Si hay alguien que sabe convertir cada aparición pública en una inspiración de estilo, esa es Anne Hathaway. En plena gira promocional de The Odyssey, la actriz volvió a acaparar todas las miradas durante la premiere en París con un estilismo que celebró su embarazo sin resignar glamour.
A sus 43 años, Hathaway demuestra que la moda premamá también puede ser sinónimo de sofisticación.

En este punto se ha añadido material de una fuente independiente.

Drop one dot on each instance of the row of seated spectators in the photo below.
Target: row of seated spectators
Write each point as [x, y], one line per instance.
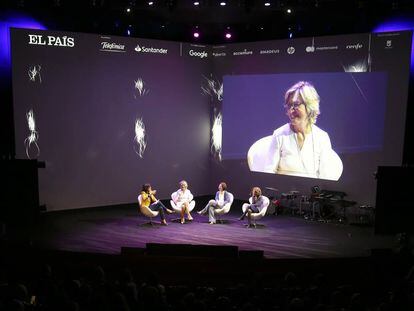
[93, 286]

Para la ocasión eligió un diseño exclusivo de Louis Vuitton, una de las firmas en las que más viene confiando durante esta etapa.

Un vestido chocolate que realza la silueta de embarazada con elegancia
La actriz apostó por un vestido largo de seda en color chocolate, uno de los tonos que domina las colecciones de las últimas temporadas y que sigue consolidándose como un nuevo básico elegante.

El diseño, de silueta imperio y delicados pliegues, acompañaba naturalmente su figura, mientras que el cuerpo confeccionado en cuero, con volados escultóricos, aportaba textura y un contraste contemporáneo que elevó el conjunto.

Aunque apenas se dejaban ver bajo el vestido, Anne completó el look con unas sandalias de plataforma de satén, también firmadas por Louis Vuitton y en perfecta sintonía cromática con el estilismo.


Las joyas fueron el detalle que terminó de definir el look
Como suele suceder en sus últimas apariciones, Hathaway apostó por pocos accesorios, pero de gran impacto. El centro de todas las miradas fue una imponente gargantilla de Alta Joyería realizada en oro texturizado, con diamantes y una gran piedra oscura central que aportó un aire sofisticado y moderno.

El beauty look acompañó la estética del conjunto con un semirrecogido de inspiración romántica, ondas suaves y un maquillaje en tonos tierra que resaltó la luminosidad de su piel sin competir con el vestido.
Una gira que ya se convirtió en inspiración de moda
Después de sorprender con distintos estilismos en Londres, Nueva York y ahora París, Anne Hathaway reafirma que esta promoción de The Odyssey está dejando algunos de los mejores looks del año.

De la mano de su estilista Erin Walsh, la actriz construye una serie de apariciones donde cada detalle está pensado al milímetro. En esta oportunidad, el vestido chocolate de Louis Vuitton no solo confirmó la vigencia de este color, sino también que las siluetas fluidas, los tejidos nobles y las piezas de inspiración escultórica seguirán marcando el pulso de la moda en los próximos meses.